セサミンを大量に含んだゴマ油の開発に着手
『九鬼特撰芳醇黒胡麻油』。美容や健康に良いとされる成分・セサミンを通常のゴマ油の約2・5倍も含んだ画期的なゴマ油だ。この商品を開発したのは開発部に勤務する原田千大。
彼がこの商品を作ろうと思ったきっかけは、ゴマ油の市場調査の結果だった。ゴマ油は他の油、キャノーラ油や大豆油に比べ、購入する際、価格が高くてもより健康に良いもの、香りがいいものが選ばれる特徴があることが分かった。特に年配の方になるほどそういう傾向が強い。年配の人ほど「お金が高くても健康に良くて香りのいいものを購入したい」というニーズがあるのだ。たまたま会社に、通常のゴマ油よりセサミンを3倍以上含んでいる特別な黒ゴマの原料があった。一部業務用で使っていたが、家庭用では使われていなかったものだ。原田は思った。「この黒ゴマを搾ればニーズに合うような製品ができるんじゃないか?」。

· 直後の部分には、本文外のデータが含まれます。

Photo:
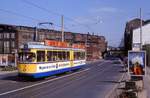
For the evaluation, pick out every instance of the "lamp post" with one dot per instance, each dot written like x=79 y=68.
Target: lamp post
x=140 y=29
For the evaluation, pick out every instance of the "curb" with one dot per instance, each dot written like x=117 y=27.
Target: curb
x=7 y=72
x=113 y=89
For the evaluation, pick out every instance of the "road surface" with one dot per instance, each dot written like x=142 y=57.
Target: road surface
x=95 y=80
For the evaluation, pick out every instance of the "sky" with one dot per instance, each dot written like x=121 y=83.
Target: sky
x=101 y=17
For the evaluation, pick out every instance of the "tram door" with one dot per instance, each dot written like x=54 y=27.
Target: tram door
x=71 y=58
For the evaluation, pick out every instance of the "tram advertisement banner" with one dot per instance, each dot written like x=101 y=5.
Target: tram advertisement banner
x=137 y=63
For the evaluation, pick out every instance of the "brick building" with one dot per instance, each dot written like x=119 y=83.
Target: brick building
x=12 y=36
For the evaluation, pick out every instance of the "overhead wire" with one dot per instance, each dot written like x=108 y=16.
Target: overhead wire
x=57 y=14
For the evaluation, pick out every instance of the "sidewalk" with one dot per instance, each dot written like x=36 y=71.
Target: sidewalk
x=147 y=82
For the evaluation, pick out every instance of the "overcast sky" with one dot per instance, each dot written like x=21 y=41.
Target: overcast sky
x=103 y=17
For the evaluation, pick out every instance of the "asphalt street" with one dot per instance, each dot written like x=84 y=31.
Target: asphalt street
x=95 y=80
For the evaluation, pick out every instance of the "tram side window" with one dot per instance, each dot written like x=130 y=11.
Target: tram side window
x=60 y=56
x=68 y=55
x=82 y=55
x=50 y=55
x=40 y=56
x=79 y=55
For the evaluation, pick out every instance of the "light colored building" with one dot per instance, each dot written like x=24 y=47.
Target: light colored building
x=145 y=35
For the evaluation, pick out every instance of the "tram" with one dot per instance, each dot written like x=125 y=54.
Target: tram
x=41 y=59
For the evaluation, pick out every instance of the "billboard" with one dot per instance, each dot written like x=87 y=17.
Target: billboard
x=137 y=63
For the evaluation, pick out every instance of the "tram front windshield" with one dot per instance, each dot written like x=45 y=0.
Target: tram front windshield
x=25 y=57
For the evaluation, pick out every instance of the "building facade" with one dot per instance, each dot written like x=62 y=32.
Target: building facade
x=12 y=36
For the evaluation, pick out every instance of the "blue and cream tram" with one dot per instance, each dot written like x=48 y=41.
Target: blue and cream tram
x=41 y=59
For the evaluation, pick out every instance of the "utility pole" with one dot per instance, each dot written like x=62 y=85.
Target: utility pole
x=140 y=29
x=36 y=33
x=62 y=27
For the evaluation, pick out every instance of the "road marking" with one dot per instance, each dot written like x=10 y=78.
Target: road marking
x=30 y=86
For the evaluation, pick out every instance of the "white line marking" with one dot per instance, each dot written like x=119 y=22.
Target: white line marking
x=30 y=86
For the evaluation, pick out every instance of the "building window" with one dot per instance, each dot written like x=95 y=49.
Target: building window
x=12 y=35
x=41 y=37
x=6 y=35
x=6 y=47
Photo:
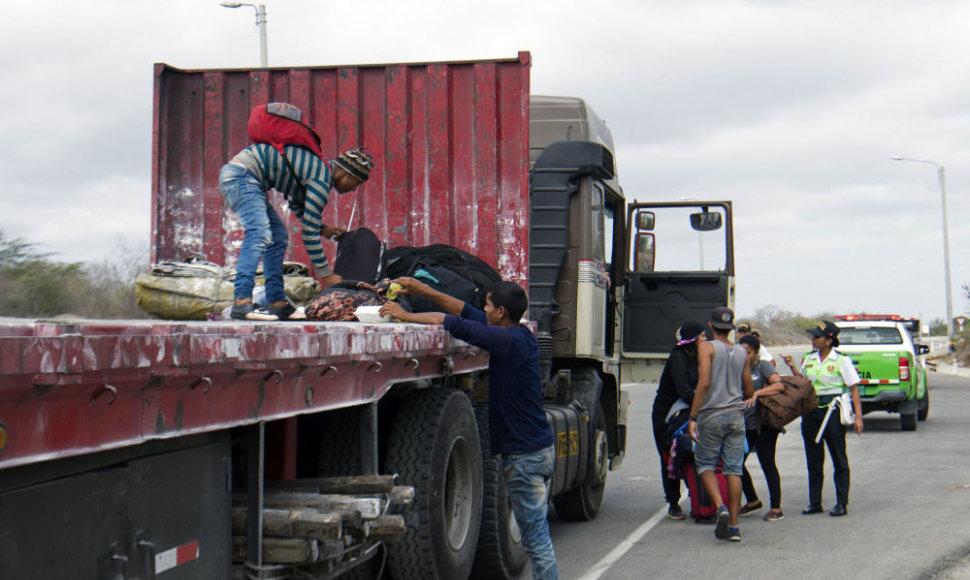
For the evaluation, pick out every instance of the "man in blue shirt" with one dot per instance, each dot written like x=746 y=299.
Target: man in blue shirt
x=517 y=426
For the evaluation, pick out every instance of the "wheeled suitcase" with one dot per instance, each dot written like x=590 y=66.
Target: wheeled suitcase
x=702 y=508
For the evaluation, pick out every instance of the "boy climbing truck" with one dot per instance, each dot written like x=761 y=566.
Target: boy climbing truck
x=335 y=449
x=891 y=369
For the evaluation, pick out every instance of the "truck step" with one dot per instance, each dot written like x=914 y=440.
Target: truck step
x=323 y=523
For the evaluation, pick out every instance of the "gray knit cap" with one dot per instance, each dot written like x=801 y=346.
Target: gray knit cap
x=355 y=162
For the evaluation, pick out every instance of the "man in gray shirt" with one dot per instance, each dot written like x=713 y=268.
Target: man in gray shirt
x=717 y=418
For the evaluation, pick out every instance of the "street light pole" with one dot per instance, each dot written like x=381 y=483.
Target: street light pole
x=260 y=26
x=941 y=175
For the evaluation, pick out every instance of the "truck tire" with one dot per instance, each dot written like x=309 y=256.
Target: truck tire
x=583 y=503
x=923 y=408
x=500 y=554
x=434 y=447
x=340 y=443
x=907 y=421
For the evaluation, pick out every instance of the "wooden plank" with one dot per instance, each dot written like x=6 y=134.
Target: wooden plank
x=369 y=508
x=279 y=550
x=388 y=527
x=352 y=485
x=304 y=523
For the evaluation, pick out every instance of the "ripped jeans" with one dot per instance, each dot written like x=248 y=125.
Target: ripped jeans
x=527 y=482
x=266 y=235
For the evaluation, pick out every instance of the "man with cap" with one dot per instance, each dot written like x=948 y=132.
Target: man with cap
x=677 y=383
x=745 y=329
x=717 y=418
x=298 y=173
x=832 y=373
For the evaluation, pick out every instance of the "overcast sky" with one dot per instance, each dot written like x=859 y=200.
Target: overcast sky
x=789 y=109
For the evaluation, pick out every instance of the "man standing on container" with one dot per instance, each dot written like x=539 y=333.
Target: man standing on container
x=717 y=418
x=244 y=183
x=517 y=426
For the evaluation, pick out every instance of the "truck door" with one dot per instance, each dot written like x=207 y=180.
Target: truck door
x=680 y=266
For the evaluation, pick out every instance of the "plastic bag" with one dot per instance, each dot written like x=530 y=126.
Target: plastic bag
x=846 y=411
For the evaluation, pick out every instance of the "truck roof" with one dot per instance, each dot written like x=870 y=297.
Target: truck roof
x=554 y=119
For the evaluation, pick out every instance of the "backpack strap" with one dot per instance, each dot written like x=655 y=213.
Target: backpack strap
x=299 y=200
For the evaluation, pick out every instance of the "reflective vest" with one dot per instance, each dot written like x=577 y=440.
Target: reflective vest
x=825 y=375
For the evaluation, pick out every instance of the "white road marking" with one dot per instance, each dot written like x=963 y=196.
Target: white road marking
x=618 y=552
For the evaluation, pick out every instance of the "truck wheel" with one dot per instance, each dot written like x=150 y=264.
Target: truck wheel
x=434 y=447
x=583 y=503
x=907 y=421
x=340 y=443
x=500 y=554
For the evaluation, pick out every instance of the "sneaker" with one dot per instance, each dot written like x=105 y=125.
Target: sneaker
x=774 y=515
x=287 y=312
x=249 y=311
x=675 y=513
x=722 y=523
x=750 y=507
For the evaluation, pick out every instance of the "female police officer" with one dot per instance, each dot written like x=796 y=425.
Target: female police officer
x=832 y=373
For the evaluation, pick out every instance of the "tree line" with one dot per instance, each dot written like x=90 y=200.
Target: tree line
x=35 y=285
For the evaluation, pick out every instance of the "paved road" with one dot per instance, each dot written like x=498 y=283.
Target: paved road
x=908 y=509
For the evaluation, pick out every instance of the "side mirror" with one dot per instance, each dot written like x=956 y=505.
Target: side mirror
x=706 y=221
x=646 y=220
x=645 y=254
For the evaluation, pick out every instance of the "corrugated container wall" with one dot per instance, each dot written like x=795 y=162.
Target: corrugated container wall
x=450 y=142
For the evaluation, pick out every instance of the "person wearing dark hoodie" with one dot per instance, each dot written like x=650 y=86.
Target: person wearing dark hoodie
x=677 y=383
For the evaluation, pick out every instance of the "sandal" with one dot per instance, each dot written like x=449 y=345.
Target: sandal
x=750 y=507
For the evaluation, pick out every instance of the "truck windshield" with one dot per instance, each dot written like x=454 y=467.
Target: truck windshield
x=870 y=335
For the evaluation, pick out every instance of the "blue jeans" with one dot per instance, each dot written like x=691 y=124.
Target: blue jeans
x=720 y=436
x=527 y=482
x=266 y=235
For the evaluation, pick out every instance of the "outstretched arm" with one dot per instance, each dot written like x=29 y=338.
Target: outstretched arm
x=414 y=287
x=395 y=310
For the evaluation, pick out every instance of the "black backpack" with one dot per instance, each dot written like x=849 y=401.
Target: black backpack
x=360 y=256
x=446 y=269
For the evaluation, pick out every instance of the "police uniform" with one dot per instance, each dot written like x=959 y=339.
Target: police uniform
x=830 y=377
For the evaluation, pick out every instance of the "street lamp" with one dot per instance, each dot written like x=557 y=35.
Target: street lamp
x=260 y=25
x=941 y=175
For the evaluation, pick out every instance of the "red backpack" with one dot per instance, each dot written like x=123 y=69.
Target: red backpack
x=280 y=124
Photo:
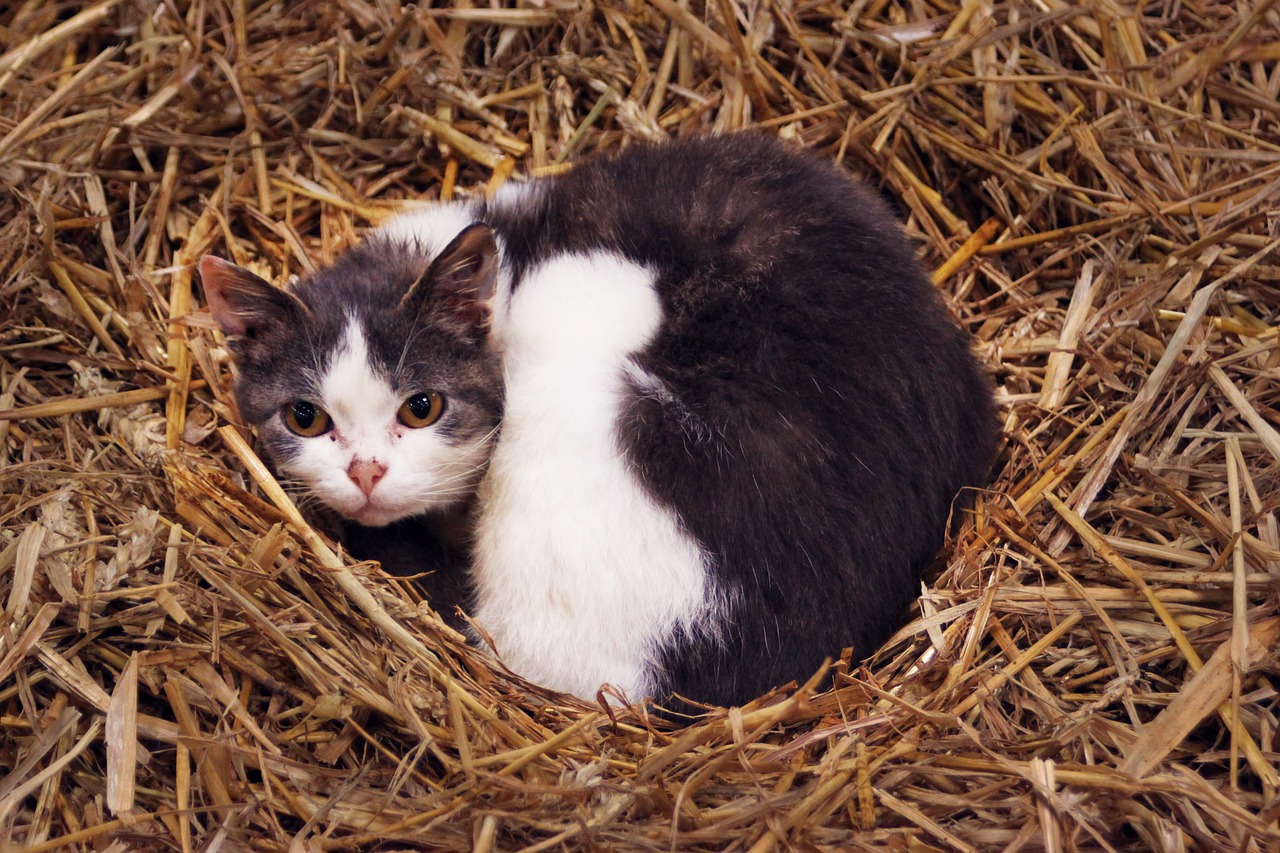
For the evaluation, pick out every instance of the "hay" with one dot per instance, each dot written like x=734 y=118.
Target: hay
x=183 y=665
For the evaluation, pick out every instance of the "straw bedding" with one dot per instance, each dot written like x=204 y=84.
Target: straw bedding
x=184 y=664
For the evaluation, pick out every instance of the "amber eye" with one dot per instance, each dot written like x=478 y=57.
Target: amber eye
x=421 y=410
x=306 y=419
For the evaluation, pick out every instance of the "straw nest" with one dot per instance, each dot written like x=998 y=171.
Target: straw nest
x=184 y=664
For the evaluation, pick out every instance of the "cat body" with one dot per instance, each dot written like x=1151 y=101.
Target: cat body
x=734 y=413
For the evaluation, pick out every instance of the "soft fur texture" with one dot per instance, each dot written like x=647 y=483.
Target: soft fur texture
x=736 y=411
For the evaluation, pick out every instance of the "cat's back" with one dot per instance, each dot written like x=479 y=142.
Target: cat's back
x=798 y=401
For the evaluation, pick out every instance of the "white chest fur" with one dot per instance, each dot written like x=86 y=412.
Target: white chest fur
x=580 y=575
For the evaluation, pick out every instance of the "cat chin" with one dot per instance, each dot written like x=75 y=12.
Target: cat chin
x=374 y=516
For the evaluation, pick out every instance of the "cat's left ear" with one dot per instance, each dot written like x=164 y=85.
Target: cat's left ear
x=460 y=283
x=242 y=304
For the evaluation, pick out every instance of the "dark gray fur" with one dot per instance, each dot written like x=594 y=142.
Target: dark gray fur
x=819 y=410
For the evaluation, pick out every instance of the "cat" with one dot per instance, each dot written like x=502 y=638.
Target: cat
x=704 y=406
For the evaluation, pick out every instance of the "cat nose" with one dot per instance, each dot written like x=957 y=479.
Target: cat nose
x=365 y=473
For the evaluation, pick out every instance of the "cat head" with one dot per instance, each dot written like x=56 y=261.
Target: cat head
x=370 y=383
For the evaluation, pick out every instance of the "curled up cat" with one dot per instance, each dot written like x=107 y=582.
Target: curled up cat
x=703 y=407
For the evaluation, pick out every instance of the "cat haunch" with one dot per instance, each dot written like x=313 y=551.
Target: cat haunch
x=695 y=414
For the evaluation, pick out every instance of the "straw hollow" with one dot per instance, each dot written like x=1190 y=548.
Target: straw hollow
x=186 y=664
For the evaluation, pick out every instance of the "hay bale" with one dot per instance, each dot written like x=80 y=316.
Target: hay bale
x=184 y=662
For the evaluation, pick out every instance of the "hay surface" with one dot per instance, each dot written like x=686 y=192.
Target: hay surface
x=183 y=666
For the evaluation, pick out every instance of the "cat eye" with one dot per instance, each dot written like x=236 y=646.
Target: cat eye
x=306 y=419
x=421 y=410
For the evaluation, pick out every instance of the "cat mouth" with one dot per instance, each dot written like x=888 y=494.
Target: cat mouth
x=373 y=514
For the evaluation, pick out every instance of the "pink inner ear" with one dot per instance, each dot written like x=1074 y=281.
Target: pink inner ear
x=219 y=279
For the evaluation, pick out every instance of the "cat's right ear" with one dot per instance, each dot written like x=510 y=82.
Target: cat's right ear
x=458 y=286
x=242 y=304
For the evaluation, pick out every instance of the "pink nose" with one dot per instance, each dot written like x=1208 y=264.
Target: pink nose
x=365 y=473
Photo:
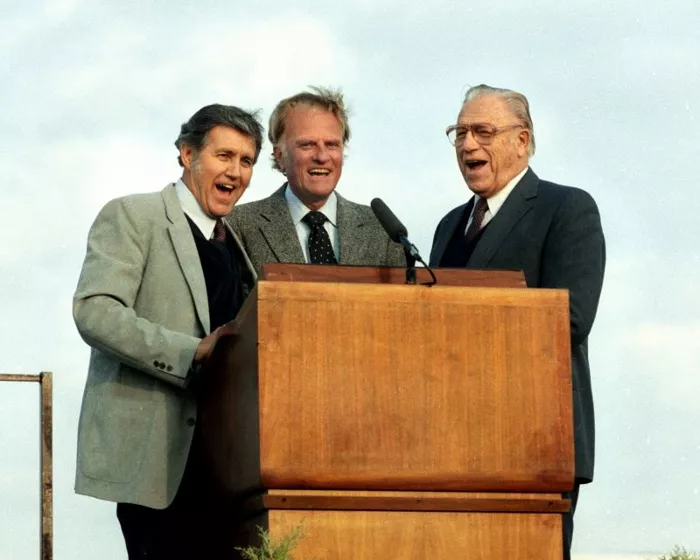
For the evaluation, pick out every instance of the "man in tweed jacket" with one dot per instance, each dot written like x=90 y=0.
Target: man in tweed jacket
x=308 y=132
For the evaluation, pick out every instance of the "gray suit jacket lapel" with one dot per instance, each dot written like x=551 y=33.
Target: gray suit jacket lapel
x=518 y=203
x=350 y=223
x=278 y=229
x=186 y=251
x=447 y=233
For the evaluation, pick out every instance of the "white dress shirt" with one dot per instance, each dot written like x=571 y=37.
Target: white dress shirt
x=496 y=201
x=190 y=205
x=298 y=210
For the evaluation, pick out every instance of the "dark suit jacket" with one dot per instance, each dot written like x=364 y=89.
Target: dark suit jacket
x=553 y=233
x=265 y=227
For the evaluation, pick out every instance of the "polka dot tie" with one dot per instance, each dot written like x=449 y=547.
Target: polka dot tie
x=477 y=218
x=320 y=248
x=219 y=230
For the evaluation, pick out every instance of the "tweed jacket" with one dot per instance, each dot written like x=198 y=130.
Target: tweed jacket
x=266 y=229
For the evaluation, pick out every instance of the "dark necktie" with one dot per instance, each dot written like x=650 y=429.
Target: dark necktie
x=477 y=218
x=219 y=230
x=320 y=248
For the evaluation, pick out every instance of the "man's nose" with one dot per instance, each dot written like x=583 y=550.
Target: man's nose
x=469 y=143
x=234 y=168
x=321 y=153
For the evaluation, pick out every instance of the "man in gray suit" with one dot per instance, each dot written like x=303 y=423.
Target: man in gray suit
x=306 y=221
x=517 y=221
x=162 y=280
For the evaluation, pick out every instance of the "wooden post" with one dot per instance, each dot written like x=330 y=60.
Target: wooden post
x=46 y=457
x=46 y=466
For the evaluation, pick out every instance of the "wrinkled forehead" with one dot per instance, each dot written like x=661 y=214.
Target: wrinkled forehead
x=490 y=109
x=305 y=119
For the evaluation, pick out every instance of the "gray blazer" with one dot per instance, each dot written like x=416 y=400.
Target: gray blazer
x=141 y=304
x=554 y=235
x=266 y=229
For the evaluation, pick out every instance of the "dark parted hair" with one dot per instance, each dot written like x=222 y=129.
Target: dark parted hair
x=193 y=133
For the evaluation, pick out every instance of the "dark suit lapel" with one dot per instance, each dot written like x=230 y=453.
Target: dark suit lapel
x=278 y=229
x=187 y=255
x=350 y=227
x=447 y=231
x=518 y=203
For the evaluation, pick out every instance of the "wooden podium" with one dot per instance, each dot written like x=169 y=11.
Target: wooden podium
x=397 y=421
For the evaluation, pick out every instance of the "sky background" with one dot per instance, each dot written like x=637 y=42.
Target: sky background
x=93 y=94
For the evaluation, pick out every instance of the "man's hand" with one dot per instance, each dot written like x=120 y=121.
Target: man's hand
x=207 y=344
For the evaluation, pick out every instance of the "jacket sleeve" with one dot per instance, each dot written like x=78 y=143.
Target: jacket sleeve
x=573 y=258
x=103 y=304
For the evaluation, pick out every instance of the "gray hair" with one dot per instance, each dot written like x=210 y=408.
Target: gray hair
x=328 y=99
x=193 y=133
x=516 y=102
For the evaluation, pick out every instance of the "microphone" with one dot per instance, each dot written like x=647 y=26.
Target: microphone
x=394 y=228
x=397 y=232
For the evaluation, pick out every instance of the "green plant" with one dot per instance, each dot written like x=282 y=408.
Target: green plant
x=271 y=549
x=680 y=553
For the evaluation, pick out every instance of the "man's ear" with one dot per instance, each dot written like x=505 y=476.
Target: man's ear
x=187 y=155
x=523 y=143
x=277 y=152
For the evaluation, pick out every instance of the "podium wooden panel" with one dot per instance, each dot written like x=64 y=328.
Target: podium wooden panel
x=335 y=388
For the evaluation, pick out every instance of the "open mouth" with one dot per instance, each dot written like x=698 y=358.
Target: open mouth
x=224 y=188
x=317 y=171
x=474 y=164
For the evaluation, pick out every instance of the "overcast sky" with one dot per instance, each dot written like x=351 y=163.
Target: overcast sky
x=93 y=94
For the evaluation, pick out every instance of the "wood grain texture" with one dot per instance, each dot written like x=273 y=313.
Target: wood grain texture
x=20 y=377
x=413 y=501
x=390 y=275
x=347 y=386
x=403 y=387
x=354 y=535
x=46 y=465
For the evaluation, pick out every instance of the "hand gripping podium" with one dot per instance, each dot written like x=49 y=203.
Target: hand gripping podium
x=395 y=421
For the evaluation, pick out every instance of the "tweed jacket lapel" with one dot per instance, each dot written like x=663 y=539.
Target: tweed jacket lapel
x=518 y=203
x=350 y=227
x=447 y=233
x=278 y=230
x=186 y=252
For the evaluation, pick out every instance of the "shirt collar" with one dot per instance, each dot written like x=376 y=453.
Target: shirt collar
x=495 y=202
x=298 y=209
x=190 y=205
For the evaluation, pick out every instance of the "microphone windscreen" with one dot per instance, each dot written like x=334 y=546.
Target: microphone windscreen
x=391 y=224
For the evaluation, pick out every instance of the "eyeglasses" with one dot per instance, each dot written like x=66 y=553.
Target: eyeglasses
x=483 y=133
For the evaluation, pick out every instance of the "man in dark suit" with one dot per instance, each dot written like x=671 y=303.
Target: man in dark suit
x=162 y=280
x=517 y=221
x=306 y=221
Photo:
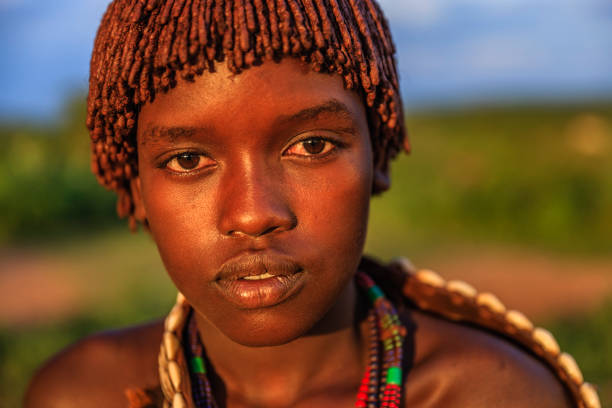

原田はさっそく試作プランを作って提出。商品開発会議でGOが出て、開発に着手することになった。
美味しくて健康に良いものを造るため、試行錯誤の日々
しかし研究室でこの油を絞ってみると、色素が出てしまってどす黒い。味も雑味が多くとても美味しいといえるものではなかった。色と味、この2点を改善しないと家庭用としては売れない。
「健康に良い油は市場にたくさんあります。でも美味しくないものを我慢して飲む、というものにはしたくなかったんです」。
原田は研究室で試行錯誤を重ね、味と色の問題をクリアしていった。「ノウハウになるので詳しくは言えない」ということだが、通常のゴマ油を絞る工程にある工程を加えることで、そうした問題を解決することに成功したのだ。中でも原田が特にこだわったのは「美味しいものを作る」という点だった。
「ゴマ油の味は薄いものから濃いものまで焙煎の強さによって変わります。例えば中華料理に使う芳醇な香りは、焙煎が強いほど出ます。でもこの商品は香りの強いものはしたくなかったんです。香りの強いものは毎日使うには少ししつこかったりする場合もありますから。ターゲットが50代60代ということで、和食などの繊細な味にも合うように、焙煎温度をできるだけ抑えた柔らかい香りのゴマ油に仕上げようと思いました」。
セサミンの結晶が詰まり充填ができない!?
こうした努力の結果、研究室でのテーブルテストでは満足いくものが完成した。次はそれを現場でどうやって製造するかだ。しかしここで難題が持ち上がった。セサミンの濃度が高すぎて油の中にセサミンの結晶が出てしまうのだが、充填の際、その結晶がフィルターに詰まって充填できなかったり、ノズルに引っかかって油が飛んだりした。原田は工場の人たちと協議を重ね、配管やノズルを換えることでこれに対処した。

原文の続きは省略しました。